As stated previously, user targets feature extends the conditional syntax we just reviewed above. This means new and user defined "targets" can be added. The option that follow them will be activated only if the keyword of the target is passed on command-line or in a DCF file. Let's take an example:


	% cat my_dcf_file.dcf

	compress:
	-z lzo:5

In the default situation all that follows the line "compress:" up to the next target or as here up to the end of the file will be ignored unless the compress keyword is passed on command-line:


	dar -c test -B sample.dcf compress

Which will do exactly the same as if you have typed:


	dar -c test -z lzo:5

Of course, you can use as many user target as you wish in your files, the only constraint is that it must not have the name of the reserved keyword of a conditional syntax, but you can also mix conditional syntax and user targets. Here follows a last example:


	% cat sample.dcf
	# this is a comment

	all:
	--min-digits 3

	extract:
	-R /

	reference:
	-J aes:

	auxilliary:
	-~ aes:

	create:
	-K aes:
	-ac
	-Z "*.mp3"
	-Z "*.avi"

	default:
	-V

	# our first user target named "compress":
	compress:
	-z lzo:5

	# a second user target named "verbose":
	verbose:
	-v
	-vs

	# a third user target named "ring":
	ring:
	-b

	# a last user target named "hash":
	hash:
	--hash sha1

You can now use dar and activate a set of commands by simply adding the name of the target on command-line:


	dar -c test -B sample.dcf compress ring verbose hash

which is equivalent to:


	dar -c test --min-digits 3 -K aes: -ac -Z "*.mp3" -Z "*.avi" -z lzo:5 -v -vs -b --hash sha1

Last for those that like complicated things, you can recusively use DCF inside user targets, which may contain conditional syntax and the same or some other user targets of you own.

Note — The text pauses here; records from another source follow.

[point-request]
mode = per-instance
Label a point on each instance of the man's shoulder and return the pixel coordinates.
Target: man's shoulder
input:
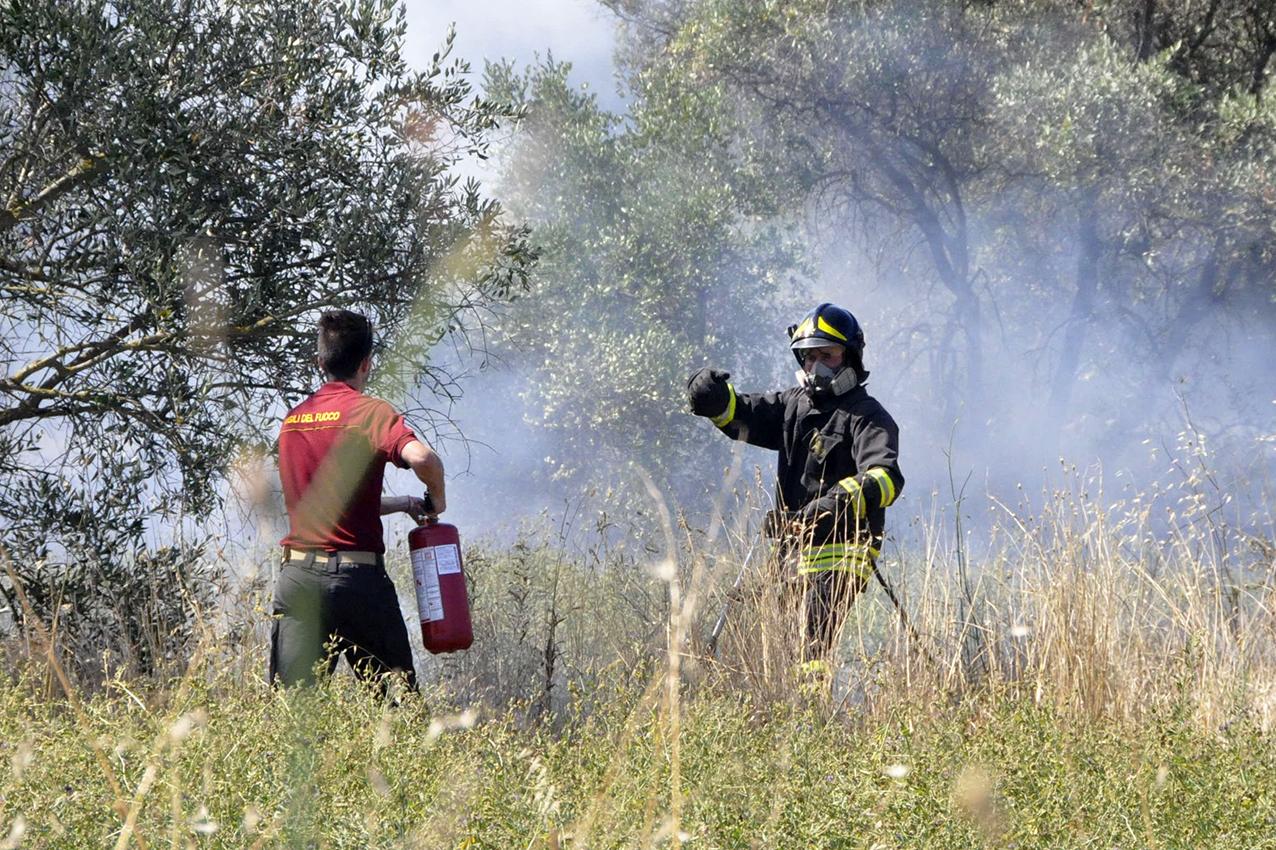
(867, 407)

Using data protection with DAR & Parchive

Parchive (par or par2 in the following) is a very nice program that makes possible to recover a file which has been corrupted. It creates redundancy data stored in a separated file (or set of files), which can be used to repair the original file. This additional data may also be damaged, par will be able to repair the original file as well as the redundancy files, up to a certain point, of course. This point is defined by the percentage of redundancy you defined for a given file. The par reference sites are:

http://parchive.sourceforge.net (original site no more maintained today)
https://github.com/Parchive/par2cmdline (fork from the official site maintained since decembre 2013)

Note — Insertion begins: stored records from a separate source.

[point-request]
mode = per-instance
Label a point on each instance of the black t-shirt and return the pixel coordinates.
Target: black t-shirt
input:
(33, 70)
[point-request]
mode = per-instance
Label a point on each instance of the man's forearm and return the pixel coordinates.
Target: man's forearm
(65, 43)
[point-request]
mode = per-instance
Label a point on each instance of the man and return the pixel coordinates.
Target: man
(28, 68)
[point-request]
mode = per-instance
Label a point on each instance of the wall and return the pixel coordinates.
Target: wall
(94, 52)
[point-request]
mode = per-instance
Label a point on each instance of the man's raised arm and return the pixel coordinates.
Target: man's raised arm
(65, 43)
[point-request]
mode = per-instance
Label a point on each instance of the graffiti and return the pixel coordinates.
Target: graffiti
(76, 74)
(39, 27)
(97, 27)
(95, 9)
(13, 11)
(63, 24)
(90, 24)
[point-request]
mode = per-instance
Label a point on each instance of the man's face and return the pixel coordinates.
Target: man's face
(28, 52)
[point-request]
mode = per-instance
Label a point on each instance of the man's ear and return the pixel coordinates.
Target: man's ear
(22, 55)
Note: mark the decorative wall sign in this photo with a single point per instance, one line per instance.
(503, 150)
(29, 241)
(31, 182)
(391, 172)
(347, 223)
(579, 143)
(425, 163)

Since version 2.4.0, dar is provided with a default /etc/darrc file. This one contains a set of user targets among which is par2. This user target is what's over the surface of the par2 integration with dar. It invokes the dar_par.dcf file provided with dar that automatically creates parity file for each slice during backup. When testing an archive it verifies parity data with the archive, and if necessary repaires slices. So now you only need install par2 and use dar this way to activate Parchive integration with dar:


	dar [options] par2

Simple no?

Examples of file filtering

File filtering is what defines which files are saved, listed, restored, compared, tested, considered for merging... In brief, in the following we will speak of which file are elected for the "operation", either a backup, a restoration, an archive contents listing, an archive comparison, etc.

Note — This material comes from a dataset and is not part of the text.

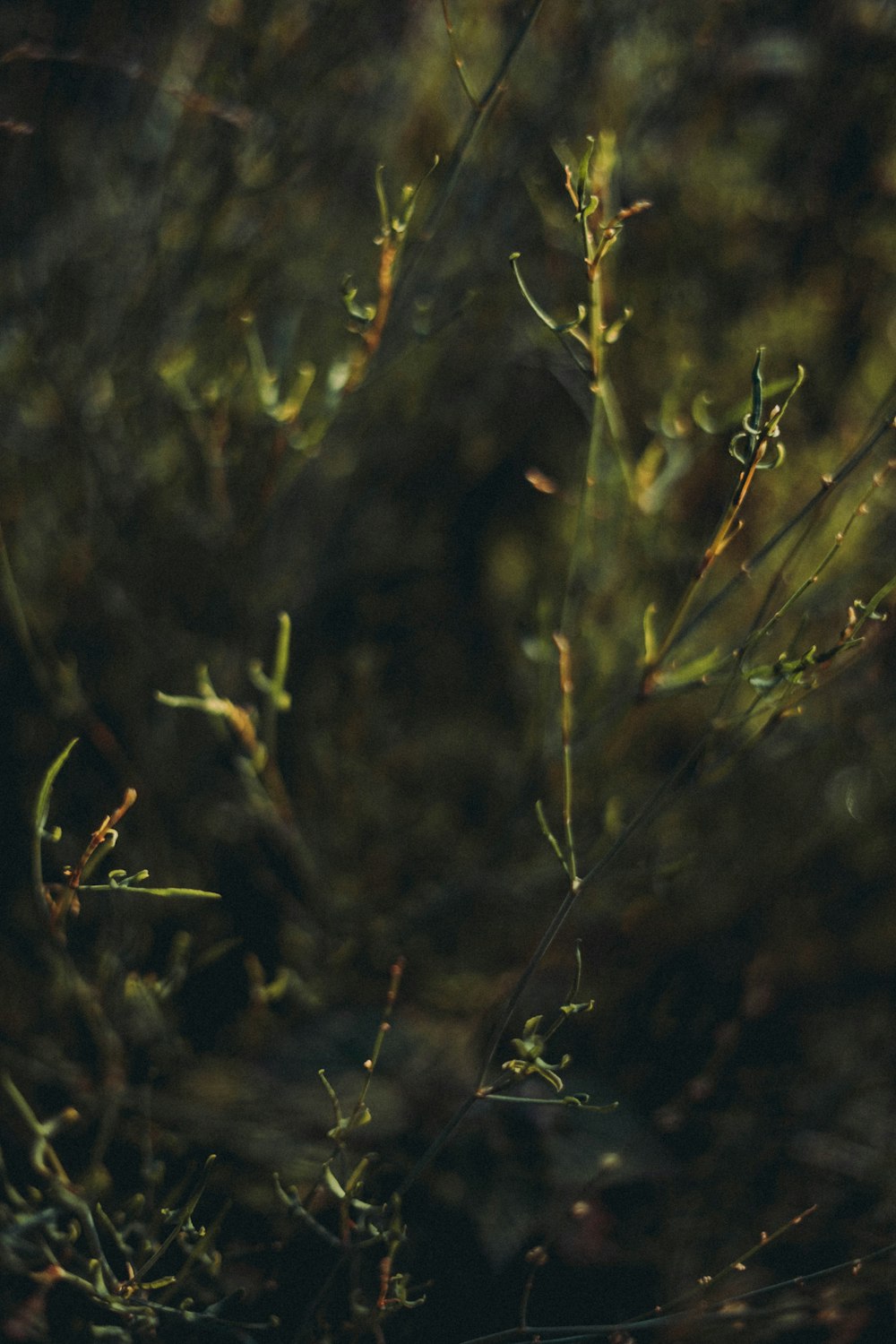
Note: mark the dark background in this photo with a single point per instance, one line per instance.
(167, 169)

On dar command-line, file filtering is done using the following options -X, -I, -P, -R, -[, -], -g, --filter-by-ea or --nodump. You have of course all these option using the libdar API.

OK, Let's start with some concretes examples:


	dar -c toto

this will backup the current directory and all what is located into it to build the toto archive, also located in the current directory. Usually you should get a warning telling you that you are about to backup the archive itself

Now let's see something more interesting:


	dar -c toto -R / -g home/ftp

the -R option tell dar to consider all file under the / root directory, while the -g "home/ftp" argument tells dar to restrict the operation only on the home/ftp subdirectory of the given root directory, which here is /home/ftp.

But this is a little bit different from the following:


	dar -c toto -R /home/ftp

here dar will save any file under /home/ftp without any restriction. So what is the difference with the previous form? Both will save just the same files, right, but the file /home/ftp/welcome.msg for example, will be stored as <ROOT>/home/ftp/welcome.msg in the first example while it will be saved as <ROOT>/welcome.msg in the second example. Here <ROOT> is a symbolic representation of the filesystem root, which at restoration or comparison time it will be substitued by the argument given to -R option (which defaults to "."). Let's continue with other filtering mechanism:


	dar -c toto -R / -g home/ftp -P home/ftp/pub

Same as previously, but the -P option leads all files under the /home/ftp/pub not to be considered for the operation. If -P option is used without -g option all files under the -R root directory except the one pointed to by -P options (can be used several time) are saved.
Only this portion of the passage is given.